Das nächste Problem ist, dass ich nicht nur mit ein bisschen Krafttraining anfange, sondern wenn, dann schon richtig. Ich will im Fitnessstudio die Muskeln trainieren, dann am liebsten jeden Tag Intervalltraining (Laufen), nebenher noch Schwimmen gehen und dann noch die Ernährung perfektionieren indem ich frühstücke und über den Tag verteilt kleine Mahlzeiten verzehre, die zudem noch fördernd und gesund sind.

Tja, da steht man (wenn man Ich ist) jetzt vor nem Berg voll "Probleme". Und was passiert wenn ich sie alle angehe? Spätestens in wenigen Wochen bin ich wieder am Anfang, weil es so verdammt demotivierend ist, wenn man alles alleine hinkriegen muss und keiner einen motiviert, wenn man mal die Lust verloren hat. Mein leider kleiner Bekanntenkreis interessiert sich nicht für Sport und meiner Familie ist auch wurscht was ich mach. Sogar wenn ich z.B. mal was koche, dann stör ich eher in der Küche, als dass mich jemand unterstützt oder so. Die kennen das ja auch nicht, wirklich gesundes Essen und Sport und so...
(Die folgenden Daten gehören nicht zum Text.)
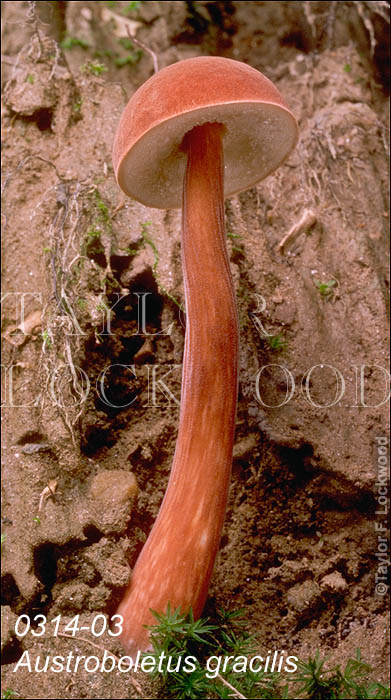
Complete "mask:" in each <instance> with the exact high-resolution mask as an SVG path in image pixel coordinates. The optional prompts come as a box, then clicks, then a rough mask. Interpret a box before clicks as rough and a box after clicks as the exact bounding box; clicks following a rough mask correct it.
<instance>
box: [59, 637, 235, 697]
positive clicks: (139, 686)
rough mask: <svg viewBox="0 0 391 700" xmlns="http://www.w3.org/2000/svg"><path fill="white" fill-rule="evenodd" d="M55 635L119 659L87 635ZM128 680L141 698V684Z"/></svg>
mask: <svg viewBox="0 0 391 700" xmlns="http://www.w3.org/2000/svg"><path fill="white" fill-rule="evenodd" d="M57 637H66V638H67V639H73V641H74V642H86V644H90V645H91V646H92V647H95V649H99V651H103V652H105V651H107V652H108V653H109V654H111V656H113V658H114V659H116V660H117V661H120V660H121V659H120V657H119V656H117V654H114V653H113V652H112V651H110V649H106V647H101V646H99V644H95V642H92V641H91V639H87V637H74V636H73V635H72V634H67V633H66V632H58V633H57ZM130 682H131V684H132V685H133V687H134V689H135V690H137V692H138V694H139V695H140V697H142V698H143V697H144V694H143V691H142V688H141V685H140V684H139V683H138V682H137V681H136V680H135V679H134V678H132V676H130ZM241 697H243V696H241Z"/></svg>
Früher habe ich Sport geliebt und eigentlich auch heute noch. Also spätestens wenn ich mich mal bewege, macht es mir auch Spaß. Genug Freizeit ist auch vorhanden und mein Körper lässt mich auch nicht im Stich, bin 1,73m groß, wiege 66kg (habe nur einen leichten Bauch) und bin kerngesund. Aber leider scheitere ich jeden Mal an dieses "Berg von Problemen", dem ich ausgesetzt bin. Vielleicht könnt ihr mich ja etwas unterstützen? Würde mich freuen.